La guerre du streaming : plus d’argent pour les artistes ?

Le CNM, le Centre National de la Musique a récemment lancé une étude sur le streaming et la rémunération des artistes. Deux tendances différentes se dégagent : le Data centric ou le User centric sur lesquelles les plateformes comme Spotify, Deezer ou Qobuz sont assez partagées.

La guerre du streaming : plus d’argent pour les artistes ?
La musique en streaming rapporte de plus en plus d'argent, © Getty

Data centric, User centric… A quoi correspondent ces termes apparemment barbares  ? 

Le Data centric fait dans le détail : les abonnements et les revenus publicitaires sont comptabilisés après avoir totalisé le nombre de streams. Les frais des nombreux intermédiaires sont déduits et le peu d’argent restant est redistribué aux artistes, parfois selon leur notoriété, via leur maison de disques.  
Le User centric, quant à lui, est axé sur l’écoute réelle et prône une meilleure rémunération des artistes. 

La rémunération des artistes : une question centrale 

Une grande question concerne la rémunération des artistes. Peut-on dire qu'elle est suffisante ? 

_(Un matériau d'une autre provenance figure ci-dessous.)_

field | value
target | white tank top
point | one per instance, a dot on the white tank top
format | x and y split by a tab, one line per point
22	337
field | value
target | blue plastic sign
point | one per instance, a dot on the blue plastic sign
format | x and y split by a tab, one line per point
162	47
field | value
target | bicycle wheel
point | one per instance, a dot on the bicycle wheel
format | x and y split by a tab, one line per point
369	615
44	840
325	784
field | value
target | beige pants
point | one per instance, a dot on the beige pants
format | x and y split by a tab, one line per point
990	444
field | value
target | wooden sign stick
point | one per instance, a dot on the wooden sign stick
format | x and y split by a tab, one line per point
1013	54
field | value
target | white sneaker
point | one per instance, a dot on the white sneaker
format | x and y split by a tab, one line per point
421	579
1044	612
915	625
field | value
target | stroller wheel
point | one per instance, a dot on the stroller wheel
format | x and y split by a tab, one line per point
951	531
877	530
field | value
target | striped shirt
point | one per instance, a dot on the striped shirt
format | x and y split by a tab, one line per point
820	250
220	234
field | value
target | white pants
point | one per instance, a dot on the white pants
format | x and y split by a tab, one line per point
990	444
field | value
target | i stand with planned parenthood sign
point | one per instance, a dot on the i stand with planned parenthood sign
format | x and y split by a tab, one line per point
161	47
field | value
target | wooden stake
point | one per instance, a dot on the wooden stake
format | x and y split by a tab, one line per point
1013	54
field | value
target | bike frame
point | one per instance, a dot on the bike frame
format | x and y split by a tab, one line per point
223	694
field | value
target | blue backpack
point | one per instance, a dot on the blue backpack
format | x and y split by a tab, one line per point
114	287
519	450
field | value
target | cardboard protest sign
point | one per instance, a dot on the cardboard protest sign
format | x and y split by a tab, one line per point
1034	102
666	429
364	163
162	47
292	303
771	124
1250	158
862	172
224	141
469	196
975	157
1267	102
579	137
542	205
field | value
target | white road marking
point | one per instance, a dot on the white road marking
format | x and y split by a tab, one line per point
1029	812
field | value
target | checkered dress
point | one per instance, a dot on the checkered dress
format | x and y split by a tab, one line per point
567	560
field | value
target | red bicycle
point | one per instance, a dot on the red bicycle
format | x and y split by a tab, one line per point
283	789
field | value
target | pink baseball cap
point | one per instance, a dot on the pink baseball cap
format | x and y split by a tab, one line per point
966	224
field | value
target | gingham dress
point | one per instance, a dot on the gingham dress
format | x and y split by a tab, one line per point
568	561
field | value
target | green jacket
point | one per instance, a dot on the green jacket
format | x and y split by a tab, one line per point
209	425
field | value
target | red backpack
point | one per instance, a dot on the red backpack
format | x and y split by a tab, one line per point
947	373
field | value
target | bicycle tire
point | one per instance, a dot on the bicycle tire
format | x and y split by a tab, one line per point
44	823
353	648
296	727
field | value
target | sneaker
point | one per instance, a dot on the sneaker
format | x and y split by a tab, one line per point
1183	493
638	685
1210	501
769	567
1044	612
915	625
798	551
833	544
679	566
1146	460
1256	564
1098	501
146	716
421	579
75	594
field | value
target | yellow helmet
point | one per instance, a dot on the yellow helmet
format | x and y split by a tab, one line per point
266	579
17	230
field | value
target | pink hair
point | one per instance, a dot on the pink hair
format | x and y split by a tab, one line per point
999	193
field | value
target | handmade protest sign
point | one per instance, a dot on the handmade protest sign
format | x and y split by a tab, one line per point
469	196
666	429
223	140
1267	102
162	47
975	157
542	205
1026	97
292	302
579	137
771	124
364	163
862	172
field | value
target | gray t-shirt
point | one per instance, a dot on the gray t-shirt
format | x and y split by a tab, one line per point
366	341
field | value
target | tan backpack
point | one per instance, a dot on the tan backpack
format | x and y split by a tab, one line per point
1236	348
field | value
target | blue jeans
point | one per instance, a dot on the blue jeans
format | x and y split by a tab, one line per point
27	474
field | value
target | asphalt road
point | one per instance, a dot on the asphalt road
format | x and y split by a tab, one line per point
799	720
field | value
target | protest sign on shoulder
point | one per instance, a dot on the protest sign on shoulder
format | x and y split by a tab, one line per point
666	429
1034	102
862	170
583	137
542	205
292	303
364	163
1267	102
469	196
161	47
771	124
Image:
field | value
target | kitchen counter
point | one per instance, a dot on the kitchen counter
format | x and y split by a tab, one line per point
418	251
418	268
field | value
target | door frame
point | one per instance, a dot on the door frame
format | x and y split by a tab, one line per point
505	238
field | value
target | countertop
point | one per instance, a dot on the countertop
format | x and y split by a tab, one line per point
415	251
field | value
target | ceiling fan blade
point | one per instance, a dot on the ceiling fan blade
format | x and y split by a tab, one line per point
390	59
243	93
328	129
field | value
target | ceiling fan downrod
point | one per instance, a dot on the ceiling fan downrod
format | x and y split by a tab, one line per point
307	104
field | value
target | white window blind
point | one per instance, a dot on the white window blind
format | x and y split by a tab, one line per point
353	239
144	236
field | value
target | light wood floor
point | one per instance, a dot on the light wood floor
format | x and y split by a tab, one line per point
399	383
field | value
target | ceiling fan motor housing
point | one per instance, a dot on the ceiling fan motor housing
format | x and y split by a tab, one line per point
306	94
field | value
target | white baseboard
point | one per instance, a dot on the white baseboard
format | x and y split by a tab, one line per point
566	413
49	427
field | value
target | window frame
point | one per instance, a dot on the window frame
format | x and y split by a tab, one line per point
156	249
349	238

Jean-Philippe Thiellay, président du Centre National de la Musique, estime que "c’est une question difficile et ma première tendance est de dire que les artistes ne sont jamais assez rémunérés. Ce qui est clair, c’est qu’on est dans une phase de transition. On était habitué à une logique de propriété, de possession. On achetait un disque et ceux qui avaient fabriqué le disque, de l’artiste jusqu’à celui qui le diffusait était rémunéré, une logique d’usage, où là c’est une question de flux. Donc c’est beaucoup plus difficile à percevoir, à comprendre, et c’est précisément ça qu’on est en train d’essayer de clarifier. "    

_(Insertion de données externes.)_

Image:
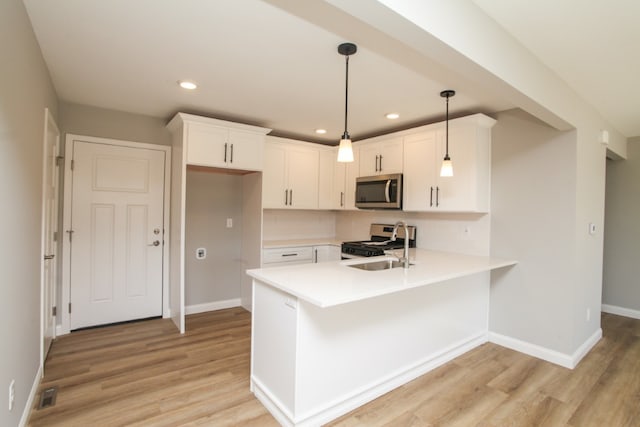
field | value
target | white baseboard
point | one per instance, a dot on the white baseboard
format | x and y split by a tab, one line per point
365	394
566	360
32	396
621	311
212	306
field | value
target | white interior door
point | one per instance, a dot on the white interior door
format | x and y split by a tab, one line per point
117	216
50	227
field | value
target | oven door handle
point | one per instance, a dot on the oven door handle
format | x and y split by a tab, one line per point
387	187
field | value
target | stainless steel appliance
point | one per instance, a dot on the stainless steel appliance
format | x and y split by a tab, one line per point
380	242
379	192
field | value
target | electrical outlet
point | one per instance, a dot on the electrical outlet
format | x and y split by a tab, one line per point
12	393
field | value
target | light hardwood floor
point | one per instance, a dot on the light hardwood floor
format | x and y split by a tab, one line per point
146	374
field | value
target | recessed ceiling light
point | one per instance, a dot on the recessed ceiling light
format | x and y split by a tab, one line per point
186	84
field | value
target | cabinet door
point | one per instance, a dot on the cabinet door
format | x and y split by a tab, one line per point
350	175
390	156
419	184
326	182
206	145
369	159
244	150
274	176
302	168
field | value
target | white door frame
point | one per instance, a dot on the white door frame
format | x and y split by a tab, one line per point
49	124
66	213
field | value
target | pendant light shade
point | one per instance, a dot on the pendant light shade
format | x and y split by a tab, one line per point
345	150
447	166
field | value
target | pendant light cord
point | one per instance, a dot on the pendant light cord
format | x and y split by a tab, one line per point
447	130
346	97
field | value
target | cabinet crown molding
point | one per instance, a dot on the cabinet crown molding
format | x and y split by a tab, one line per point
181	118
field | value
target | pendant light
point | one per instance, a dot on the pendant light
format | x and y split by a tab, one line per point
345	150
447	166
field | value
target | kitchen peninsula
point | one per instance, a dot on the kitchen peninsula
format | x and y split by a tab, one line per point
328	337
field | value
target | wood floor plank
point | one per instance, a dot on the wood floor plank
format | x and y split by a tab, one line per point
147	374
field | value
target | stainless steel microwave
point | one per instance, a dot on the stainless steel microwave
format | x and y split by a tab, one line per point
379	192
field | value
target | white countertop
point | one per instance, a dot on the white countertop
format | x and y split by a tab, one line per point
328	284
269	244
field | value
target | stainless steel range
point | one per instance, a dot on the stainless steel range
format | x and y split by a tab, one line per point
381	235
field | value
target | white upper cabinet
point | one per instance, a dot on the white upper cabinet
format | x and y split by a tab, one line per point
380	156
290	174
337	181
468	190
220	144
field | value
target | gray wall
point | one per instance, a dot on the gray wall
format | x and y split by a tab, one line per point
94	121
211	199
533	211
621	286
25	91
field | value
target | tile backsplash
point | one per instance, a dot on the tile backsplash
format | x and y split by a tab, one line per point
280	224
465	233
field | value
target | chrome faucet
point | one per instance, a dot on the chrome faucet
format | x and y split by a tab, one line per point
405	258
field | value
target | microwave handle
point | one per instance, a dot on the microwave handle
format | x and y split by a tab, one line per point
386	191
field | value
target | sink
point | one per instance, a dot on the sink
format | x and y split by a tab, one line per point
384	264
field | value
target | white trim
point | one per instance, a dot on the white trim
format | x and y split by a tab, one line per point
49	122
621	311
586	346
212	306
65	322
565	360
31	398
365	394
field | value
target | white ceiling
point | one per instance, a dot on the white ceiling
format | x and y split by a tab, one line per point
592	45
259	64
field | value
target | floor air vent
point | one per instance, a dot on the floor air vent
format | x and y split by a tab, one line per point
48	397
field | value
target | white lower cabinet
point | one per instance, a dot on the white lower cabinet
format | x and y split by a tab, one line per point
468	190
276	257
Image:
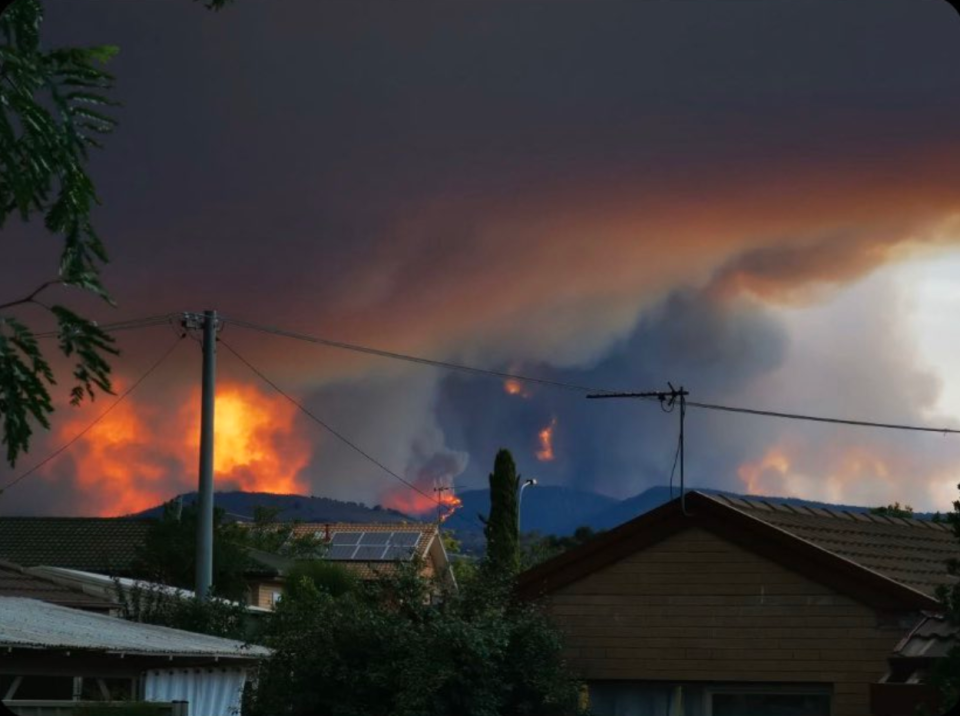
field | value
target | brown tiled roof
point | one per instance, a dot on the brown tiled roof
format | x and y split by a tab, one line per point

Pour Antoine Monin, directeur de la musique pour Spotify France et Benelux, les choses diffèrent légèrement puisqu'"il faut savoir que la rémunération des artistes dépend de leur contrat avec leurs ayant droits qui sont les labels, les distributeurs et les éditeurs. Mais ce sont ces ayant droits qui rémunèrent ensuite les artistes selon leurs différents contrats. De nombreux labels ont récemment annoncé des chiffres de croissance et des bénéfices records. Ils ont aussi précisé qu’un nombre toujours croissant d’artistes tiraient des revenus importants du streaming."  

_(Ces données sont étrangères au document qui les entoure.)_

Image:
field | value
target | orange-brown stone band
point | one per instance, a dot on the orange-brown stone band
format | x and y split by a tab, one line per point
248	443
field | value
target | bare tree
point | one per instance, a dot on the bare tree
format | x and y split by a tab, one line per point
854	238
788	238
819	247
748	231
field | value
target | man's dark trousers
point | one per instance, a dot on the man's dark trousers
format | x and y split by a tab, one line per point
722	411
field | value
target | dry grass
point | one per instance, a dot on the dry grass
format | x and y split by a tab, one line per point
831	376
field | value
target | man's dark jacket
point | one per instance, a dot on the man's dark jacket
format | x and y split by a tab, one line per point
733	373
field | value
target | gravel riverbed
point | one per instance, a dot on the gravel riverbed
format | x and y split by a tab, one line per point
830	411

Data centric ou User Centric : quel est le meilleur modèle économique ?

Data centric ou User Centric ? Selon Jean-Philippe Thiellay, il faut attendre car "on peut partir d’une intuition qui est que, ce n’est pas tout à fait normal que mon abonnement à 9 euros et quelques, ne va pas principalement aux artistes que j’écoute. Dans le même temps, l’étude est complexe parce qu'on parle de données d’une quantité invraisemblable, il y a des abonnés payants et puis il y a des gens qui écoutent la musique sur des streamings gratuits, et c’est précisément ça que nous allons étudier. Qu’est ce qui changerait si on passait à un système tourné vers les données de l’utilisateur. Il est encore un peu tôt pour se prononcer. On en reparlera d’ici la fin de l’année." 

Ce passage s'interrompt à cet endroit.